Assert in xfs_repair (Phase 7) and other xfs_restore problems

Jon Peatfield <J.S.Peatfield@xxxxxxxxxxxxxxx> · Fri, 20 Jul 2012 21:59:11 +0100 (BST)

I have been trying and failing to repair an xfs filesystem.  Originally I 
was using the Scientific-Linux (like RHEL) provided xfs_repair (2.9.4) but 
when that failed I built the latest tarball (3.1.8)...

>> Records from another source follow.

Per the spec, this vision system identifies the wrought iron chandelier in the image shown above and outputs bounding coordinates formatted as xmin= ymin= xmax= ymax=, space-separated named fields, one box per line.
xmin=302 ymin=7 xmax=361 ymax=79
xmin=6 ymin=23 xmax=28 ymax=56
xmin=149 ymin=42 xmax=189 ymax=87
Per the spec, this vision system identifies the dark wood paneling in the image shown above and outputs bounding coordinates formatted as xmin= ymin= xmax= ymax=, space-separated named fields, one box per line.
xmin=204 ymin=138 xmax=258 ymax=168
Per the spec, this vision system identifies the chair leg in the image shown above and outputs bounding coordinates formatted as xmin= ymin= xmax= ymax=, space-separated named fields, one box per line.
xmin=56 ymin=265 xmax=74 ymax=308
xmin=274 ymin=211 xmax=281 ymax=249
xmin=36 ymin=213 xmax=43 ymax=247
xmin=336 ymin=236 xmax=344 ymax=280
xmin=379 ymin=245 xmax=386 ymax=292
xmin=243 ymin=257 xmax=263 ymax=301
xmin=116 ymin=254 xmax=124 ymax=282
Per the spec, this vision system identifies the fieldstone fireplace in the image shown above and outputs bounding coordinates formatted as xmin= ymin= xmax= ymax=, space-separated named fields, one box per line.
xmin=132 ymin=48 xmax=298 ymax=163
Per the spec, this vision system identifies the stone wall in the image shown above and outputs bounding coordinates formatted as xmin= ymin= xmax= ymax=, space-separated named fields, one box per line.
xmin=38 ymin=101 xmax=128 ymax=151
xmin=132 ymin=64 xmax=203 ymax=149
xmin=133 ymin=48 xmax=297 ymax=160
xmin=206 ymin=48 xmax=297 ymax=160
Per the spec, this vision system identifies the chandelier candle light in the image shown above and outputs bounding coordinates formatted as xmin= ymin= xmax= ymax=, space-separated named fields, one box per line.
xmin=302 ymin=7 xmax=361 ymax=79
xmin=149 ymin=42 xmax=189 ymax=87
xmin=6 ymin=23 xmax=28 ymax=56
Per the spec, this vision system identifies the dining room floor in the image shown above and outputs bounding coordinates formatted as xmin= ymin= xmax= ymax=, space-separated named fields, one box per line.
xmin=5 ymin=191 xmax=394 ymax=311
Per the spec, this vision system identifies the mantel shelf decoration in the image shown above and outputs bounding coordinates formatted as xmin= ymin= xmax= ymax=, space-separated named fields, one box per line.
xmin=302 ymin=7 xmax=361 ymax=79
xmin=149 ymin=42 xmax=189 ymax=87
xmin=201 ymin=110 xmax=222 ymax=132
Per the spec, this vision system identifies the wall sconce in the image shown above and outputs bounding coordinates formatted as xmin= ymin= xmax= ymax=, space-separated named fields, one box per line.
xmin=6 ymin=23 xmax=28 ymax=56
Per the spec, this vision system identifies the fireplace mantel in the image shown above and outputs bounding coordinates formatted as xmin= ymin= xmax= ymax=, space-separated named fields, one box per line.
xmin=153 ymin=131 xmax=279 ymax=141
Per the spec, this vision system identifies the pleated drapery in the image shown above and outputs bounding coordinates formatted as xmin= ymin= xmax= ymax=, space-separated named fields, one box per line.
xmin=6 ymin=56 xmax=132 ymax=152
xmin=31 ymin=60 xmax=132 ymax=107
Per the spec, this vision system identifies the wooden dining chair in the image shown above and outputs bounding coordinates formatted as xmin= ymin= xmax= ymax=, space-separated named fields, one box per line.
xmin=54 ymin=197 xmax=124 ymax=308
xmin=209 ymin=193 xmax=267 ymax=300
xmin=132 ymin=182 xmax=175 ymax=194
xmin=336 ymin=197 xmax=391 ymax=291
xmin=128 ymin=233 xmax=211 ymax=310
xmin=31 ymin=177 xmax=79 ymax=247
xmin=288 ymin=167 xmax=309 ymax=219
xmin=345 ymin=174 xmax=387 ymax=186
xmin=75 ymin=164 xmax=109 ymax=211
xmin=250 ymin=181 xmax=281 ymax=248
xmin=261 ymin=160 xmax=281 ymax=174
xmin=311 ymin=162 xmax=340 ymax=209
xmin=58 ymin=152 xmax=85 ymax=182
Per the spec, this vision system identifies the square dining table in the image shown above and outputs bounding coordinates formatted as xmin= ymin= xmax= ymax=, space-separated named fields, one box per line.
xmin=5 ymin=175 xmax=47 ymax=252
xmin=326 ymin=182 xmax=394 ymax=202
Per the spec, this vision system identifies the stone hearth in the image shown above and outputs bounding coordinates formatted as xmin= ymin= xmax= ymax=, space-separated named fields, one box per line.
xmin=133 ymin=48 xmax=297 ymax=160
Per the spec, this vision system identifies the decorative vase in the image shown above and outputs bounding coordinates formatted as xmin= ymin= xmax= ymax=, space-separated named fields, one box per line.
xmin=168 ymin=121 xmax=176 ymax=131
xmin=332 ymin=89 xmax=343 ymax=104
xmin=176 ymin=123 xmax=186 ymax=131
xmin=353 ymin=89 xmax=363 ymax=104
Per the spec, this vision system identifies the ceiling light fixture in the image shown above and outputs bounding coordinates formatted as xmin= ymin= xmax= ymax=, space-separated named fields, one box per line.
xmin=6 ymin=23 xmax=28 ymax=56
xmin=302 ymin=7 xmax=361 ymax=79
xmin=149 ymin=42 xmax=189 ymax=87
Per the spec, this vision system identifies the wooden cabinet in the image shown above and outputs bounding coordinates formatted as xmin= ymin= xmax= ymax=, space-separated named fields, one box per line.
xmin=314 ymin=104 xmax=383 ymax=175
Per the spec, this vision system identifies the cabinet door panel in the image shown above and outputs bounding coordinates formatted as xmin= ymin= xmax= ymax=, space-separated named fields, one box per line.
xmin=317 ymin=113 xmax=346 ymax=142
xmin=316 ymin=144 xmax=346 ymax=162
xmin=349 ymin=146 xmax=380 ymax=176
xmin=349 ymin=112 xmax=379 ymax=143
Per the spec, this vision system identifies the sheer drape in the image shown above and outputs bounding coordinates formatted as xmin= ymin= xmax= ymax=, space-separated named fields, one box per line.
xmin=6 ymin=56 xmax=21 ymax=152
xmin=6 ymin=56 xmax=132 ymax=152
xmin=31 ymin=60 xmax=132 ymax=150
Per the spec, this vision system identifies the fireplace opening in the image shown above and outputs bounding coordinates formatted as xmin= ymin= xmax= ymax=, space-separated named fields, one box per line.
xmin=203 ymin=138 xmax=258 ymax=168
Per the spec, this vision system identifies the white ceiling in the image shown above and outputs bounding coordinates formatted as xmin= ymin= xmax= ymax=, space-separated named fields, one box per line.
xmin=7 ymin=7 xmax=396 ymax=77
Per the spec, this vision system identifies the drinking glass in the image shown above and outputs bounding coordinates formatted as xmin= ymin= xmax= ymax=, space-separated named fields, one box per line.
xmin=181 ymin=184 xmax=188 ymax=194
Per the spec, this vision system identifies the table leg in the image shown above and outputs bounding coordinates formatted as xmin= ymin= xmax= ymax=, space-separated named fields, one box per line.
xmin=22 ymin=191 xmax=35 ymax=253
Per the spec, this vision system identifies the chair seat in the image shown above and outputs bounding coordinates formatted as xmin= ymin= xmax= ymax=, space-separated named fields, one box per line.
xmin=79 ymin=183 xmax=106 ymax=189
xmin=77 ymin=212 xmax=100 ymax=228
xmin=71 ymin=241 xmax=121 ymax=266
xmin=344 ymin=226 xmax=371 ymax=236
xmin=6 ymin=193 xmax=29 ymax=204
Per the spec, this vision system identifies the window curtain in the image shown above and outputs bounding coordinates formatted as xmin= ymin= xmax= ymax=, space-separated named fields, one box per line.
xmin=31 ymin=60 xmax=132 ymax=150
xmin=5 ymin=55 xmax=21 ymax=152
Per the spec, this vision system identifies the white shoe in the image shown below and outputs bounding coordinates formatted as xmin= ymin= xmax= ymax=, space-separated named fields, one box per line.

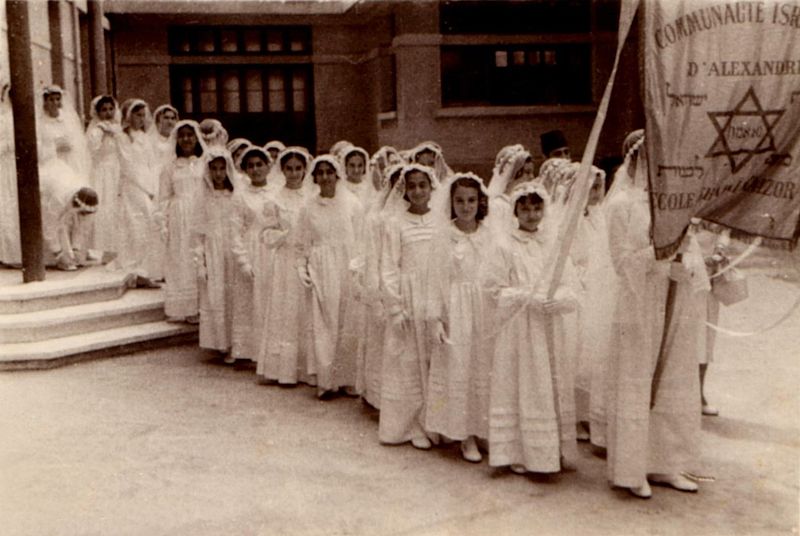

The fs is about 3TB (of which about 2.7TB was used) and is stored in an 
LVM volume on an external RAID-6 device.  The RAID unit seems to still be 
working fine and all the other LVs are still working fine.  The filesystem 
contained a number of trees of mostly hardlinked files (they were 
snapshots generated using rsync with --link-dest so many of the files will 
be hardlinked in a number of different trees depending on when they 
changed).

The original problem appeared after a power problem (UPS powering the 
server didn't last as long as a power cut) and the server just lost power. 
Perhaps it was in the middle of trying to sync data to the disk when it 
lost power...  Sadly I have no logs...

After the power outage the fs could still be mounted but attempts to write 
to some areas cased a kernel error and it would mark the fs as read-only.

So I tried xfs_repair and after reporting various problems it was fixing 
it got part way through Phase 6 and said it couldn't allocate enough 
memory:

# xfs_repair -v /dev/mapper/FornixRaid02-damtp--home
Phase 1 - find and verify superblock...
        - block cache size set to 1076208 entries
Phase 2 - using internal log
        - zero log...
zero_log: head block 44160 tail block 44160
        - scan filesystem freespace and inode maps...
        - found root inode chunk
Phase 3 - for each AG...
        - scan and clear agi unlinked lists...
        - process known inodes and perform inode discovery...
 ...
Phase 6 - check inode connectivity...
        - resetting contents of realtime bitmap and summary inodes
        - traversing filesystem ...
        - agno = 0
bad hash table for directory inode 11062547 (no data entry): rebuilding
rebuilding directory inode 11062547
bad hash table for directory inode 11325503 (no data entry): rebuilding
rebuilding directory inode 11325503
...

        - agno = 6

corrupt inode 3232556081 (bad size 1199484739711432270 for local inode). 
This is a bug.
Please capture the filesystem metadata with xfs_metadump and
report it to xfs@xxxxxxxxxxx.
cache_node_purge: refcount was 1, not zero (node=0x2bd3f34e10)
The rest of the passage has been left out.